The heat from this family of ingredients is water-soluble as opposed to oil-soluble capsaicin. These ingredients can be used with a greater variety of complementary ingredients to provide layers of flavors that help sustain the eating experience.
However, balancing multiple flavors with peppers also adds pressure to the developer to balance the heat of the peppers themselves. “This is a challenge we’ve been pushing our dips team to solve at Frito-Lay,” acknowledges Denton.
“Using pure capsaicin to precisely control the heat in a product works great from a purely process standpoint,” he says, “but capsaicin doesn’t deliver any of the wonderful flavors that chili peppers bring to the table.
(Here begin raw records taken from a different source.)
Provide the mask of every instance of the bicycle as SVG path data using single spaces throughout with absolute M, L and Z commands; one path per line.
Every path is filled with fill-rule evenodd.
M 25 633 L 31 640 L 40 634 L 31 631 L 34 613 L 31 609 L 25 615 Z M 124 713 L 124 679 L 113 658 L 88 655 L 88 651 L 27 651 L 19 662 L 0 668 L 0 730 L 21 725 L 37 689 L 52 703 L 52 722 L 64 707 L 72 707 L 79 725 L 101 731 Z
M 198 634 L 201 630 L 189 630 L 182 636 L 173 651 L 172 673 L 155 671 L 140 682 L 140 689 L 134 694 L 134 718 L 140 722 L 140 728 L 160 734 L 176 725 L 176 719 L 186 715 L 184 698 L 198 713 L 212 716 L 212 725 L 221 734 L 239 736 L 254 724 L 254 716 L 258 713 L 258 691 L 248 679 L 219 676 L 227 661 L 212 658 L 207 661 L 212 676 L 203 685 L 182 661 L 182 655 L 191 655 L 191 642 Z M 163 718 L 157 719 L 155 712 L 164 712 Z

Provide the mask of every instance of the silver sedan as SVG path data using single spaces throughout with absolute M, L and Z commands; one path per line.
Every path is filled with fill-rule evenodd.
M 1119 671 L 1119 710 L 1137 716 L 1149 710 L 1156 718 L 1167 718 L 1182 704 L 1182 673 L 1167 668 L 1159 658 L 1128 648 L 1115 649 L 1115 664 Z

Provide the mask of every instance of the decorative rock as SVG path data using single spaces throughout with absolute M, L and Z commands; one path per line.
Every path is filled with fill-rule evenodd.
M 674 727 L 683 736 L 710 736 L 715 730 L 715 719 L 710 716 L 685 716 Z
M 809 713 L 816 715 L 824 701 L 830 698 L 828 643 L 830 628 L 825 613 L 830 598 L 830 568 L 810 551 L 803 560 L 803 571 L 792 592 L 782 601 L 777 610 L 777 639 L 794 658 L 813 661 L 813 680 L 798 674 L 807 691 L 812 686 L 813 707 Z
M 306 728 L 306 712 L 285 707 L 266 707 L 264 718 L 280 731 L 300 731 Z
It also delivers heat in a very specific, harsh, and boring way as opposed to the wide variety of heat experiences it’s possible to attain from using natural chili peppers, especially multiple varieties in one formulation.”
The biggest challenge, according to Denton, is that “being a natural product, chili peppers vary wildly in their heat levels from one season to another and one shipment to another.” Denton’s solution is to use a percentage of natural chili peppers, testing the heat level per formulation batch, and “top dosing with capsaicin.”
Denton explains that many processors end up using a small amount of real, full-heat chili peppers in their products to attain the full flavor characteristics but providing the majority of heat delivery through capsaicin. “There might be minor fluctuations in the end product heat level,” he says, “but the flavor difference and consistency are worth it.”